Critics often warn that aggressive price controls can lead to shortages, a fear that resonates deeply in a country that prides itself on medical excellence. However, Swiss authorities are confronting these concerns head-on. They explicitly assert that slashing CHF 350 million from the drug bill will be achieved "without affecting the supply of medicines." The government's stance is confident: the margins on these top-selling drugs are sufficient to absorb the discounts without disrupting the supply chain.

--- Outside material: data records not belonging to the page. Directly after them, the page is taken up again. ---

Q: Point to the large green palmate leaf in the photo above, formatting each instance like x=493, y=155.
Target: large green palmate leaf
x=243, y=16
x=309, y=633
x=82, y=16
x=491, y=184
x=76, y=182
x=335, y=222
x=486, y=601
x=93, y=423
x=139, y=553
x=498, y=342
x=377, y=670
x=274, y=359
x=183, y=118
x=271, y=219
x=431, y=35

This is a high-stakes balancing act. The ultimate goal is to alleviate the burden on premium payers who have watched their monthly costs surge year after year. If successful, this policy could serve as a model for how to rein in pharmaceutical giants without compromising patient access. As the consultation process unfolds, the message to the industry is clear: the era of unchecked volume-based profits is ending, and the priority has shifted firmly to the financial sustainability of the Swiss healthcare system.